Correlation: Fix formating problems with documentation
diff --git a/doc/mainpage.dox.in b/doc/mainpage.dox.in
index b7aadcb..71d11f5 100644
--- a/doc/mainpage.dox.in
+++ b/doc/mainpage.dox.in
@@ -1,4 +1,4 @@
-/**
+/**
@mainpage
MADlib is an open-source library for scalable in-database analytics. It provides data-parallel implementations of mathematical, statistical and machine learning methods for structured and unstructured data.
@@ -94,6 +94,9 @@
@defgroup grp_summary Summary
@ingroup grp_desc_stats
+ @defgroup grp_correlation Pearson's correlation
+ @ingroup grp_desc_stats
+
@defgroup grp_quantile Quantile
@ingroup grp_desc_stats
@@ -121,7 +124,7 @@
@defgroup grp_sample Random Sampling
@ingroup grp_support
-
+
@defgroup grp_compatibility Compatibility
@ingroup grp_support
diff --git a/src/ports/postgres/modules/stats/correlation.sql_in b/src/ports/postgres/modules/stats/correlation.sql_in
index 18268b5..a2926b6 100644
--- a/src/ports/postgres/modules/stats/correlation.sql_in
+++ b/src/ports/postgres/modules/stats/correlation.sql_in
@@ -16,19 +16,25 @@
/**
@addtogroup grp_correlation
-@about A correlation function is the degree and direction of association of two
-variables; how well can one random variable be predicted from the other. The
-coefficient of correlation varies from -1 to 1: 1 implies perfect correlation,
-0 means no correlation, and -1 means perfectly anti-correlated.
-This function provides a correlation matrix for all the numeric columns in a
-<em>source_table</em>. A Correlation matrix describes correlation among \f$ M \f$ variables.
-It is a square symmetrical \f$ MxM \f$ matrix with the \f$ (ij) \f$th element equal to the
-correlation coefficient between the (\f$i\f$)th and the (\f$j\f$)th variable. The diagonal elements (correlations of variables with themselves) are always equal to 1.0.
+@about
+
+A correlation function is the degree and direction of association of two
+variables; how well can one random variable be predicted from the other. The
+coefficient of correlation varies from -1 to 1. Coefficient of 1 implies perfect
+correlation, 0 means no correlation, and -1 means perfect anti-correlation.
+
+This function provides a cross-correlation matrix for all pairs of numeric
+columns in a <em>source_table</em>. A Correlation matrix describes correlation
+among \f$ M \f$ variables. It is a square symmetrical \f$ M \f$x \f$M \f$ matrix
+with the \f$ (ij) \f$th element equal to the correlation coefficient between the
+\f$i\f$th and the \f$j\f$th variable. The diagonal elements (correlations of
+variables with themselves) are always equal to 1.0.
@usage
+
Currently the correlation function can be used in the following way:
------------------------------------------------------------------------
+@verbatim
SELECT {schema_madlib}.correlation
(
source_table TEXT, -- Source table name (Required)
@@ -36,22 +42,25 @@
target_cols TEXT, -- Comma separated columns for which summary is desired
-- (Default: NULL - produces result for all columns)
)
------------------------------------------------------------------------
+@endverbatim
-Output will be a table with N+2 columns and N rows, where N is the number of target
-columns. The first column of the table provides the row-header for each variable,
-and the second column provides the position of the variable in the
-`source_table'. The rest of the table is the NxN correlation matrix for all
-numeric columns in `source_table'.
+Output will be a table with N+2 columns and N rows, where N is the number of
+target columns.
-The output table is arranged as a lower-traingular matrix
-with the upper triangle set to NULL and the diagonal elements set to 1.0.

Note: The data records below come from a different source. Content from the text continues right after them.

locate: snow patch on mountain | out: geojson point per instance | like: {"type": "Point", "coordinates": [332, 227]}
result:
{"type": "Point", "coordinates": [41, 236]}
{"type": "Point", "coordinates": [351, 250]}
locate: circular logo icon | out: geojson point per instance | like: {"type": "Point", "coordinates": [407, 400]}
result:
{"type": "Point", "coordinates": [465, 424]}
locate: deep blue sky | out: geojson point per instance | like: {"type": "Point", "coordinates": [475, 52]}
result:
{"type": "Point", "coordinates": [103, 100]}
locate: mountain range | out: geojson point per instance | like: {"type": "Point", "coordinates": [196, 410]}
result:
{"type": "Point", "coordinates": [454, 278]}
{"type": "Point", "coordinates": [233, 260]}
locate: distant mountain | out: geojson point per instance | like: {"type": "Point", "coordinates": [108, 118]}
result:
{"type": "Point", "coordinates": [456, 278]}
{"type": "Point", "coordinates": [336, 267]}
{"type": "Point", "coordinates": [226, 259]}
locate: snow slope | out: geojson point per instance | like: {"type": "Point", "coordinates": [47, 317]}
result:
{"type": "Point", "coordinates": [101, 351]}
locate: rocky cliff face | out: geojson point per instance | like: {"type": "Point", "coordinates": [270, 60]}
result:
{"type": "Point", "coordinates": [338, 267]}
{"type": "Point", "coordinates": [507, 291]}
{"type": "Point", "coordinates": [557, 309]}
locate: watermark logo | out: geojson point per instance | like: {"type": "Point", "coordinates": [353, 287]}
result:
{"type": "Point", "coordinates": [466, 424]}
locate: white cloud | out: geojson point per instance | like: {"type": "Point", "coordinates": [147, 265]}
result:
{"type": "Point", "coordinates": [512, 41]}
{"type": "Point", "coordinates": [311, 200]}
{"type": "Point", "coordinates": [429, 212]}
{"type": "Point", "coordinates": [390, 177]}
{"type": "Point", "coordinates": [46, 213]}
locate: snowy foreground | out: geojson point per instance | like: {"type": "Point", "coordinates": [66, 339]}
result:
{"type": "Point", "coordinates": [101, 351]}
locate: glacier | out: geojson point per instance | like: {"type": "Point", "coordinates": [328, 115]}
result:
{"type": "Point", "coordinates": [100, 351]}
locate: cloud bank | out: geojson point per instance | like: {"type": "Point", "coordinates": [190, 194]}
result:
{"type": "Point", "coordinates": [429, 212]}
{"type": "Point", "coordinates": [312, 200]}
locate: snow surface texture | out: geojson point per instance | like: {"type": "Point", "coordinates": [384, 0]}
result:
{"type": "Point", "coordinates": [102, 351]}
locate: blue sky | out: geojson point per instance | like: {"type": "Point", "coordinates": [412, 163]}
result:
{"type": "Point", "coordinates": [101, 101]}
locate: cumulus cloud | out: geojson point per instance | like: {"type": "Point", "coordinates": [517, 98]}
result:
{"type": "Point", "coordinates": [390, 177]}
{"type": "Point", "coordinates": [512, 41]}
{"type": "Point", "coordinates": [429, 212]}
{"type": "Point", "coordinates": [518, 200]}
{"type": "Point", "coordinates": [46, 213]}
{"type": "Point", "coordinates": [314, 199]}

-To obtain the result from the output_table in this matrix format ensure to
-order the elements select the elements
+- column_position: The first column provides position of the variable in
+ the '<em>source_table</em>'
+- variable: The second column gives the row-header for each
+ variable
+The rest of the table is the NxN correlation matrix for all pairs of
+numeric columns in `<em>source_table</em>'.
-The output can be obtained as
+The output table is arranged as a lower-traingular matrix with the upper
+triangle set to NULL and the diagonal elements set to 1.0. To obtain the result
+from the '<em>output_table</em>' in this matrix format ensure to order the
+elements using the '<em>column_position</em>', as given in the example below.
+
@verbatim
-sql> SELECT * FROM 'output_table' order by 'column_position';
+sql> SELECT * FROM output_table order by column_position;
@endverbatim
@examp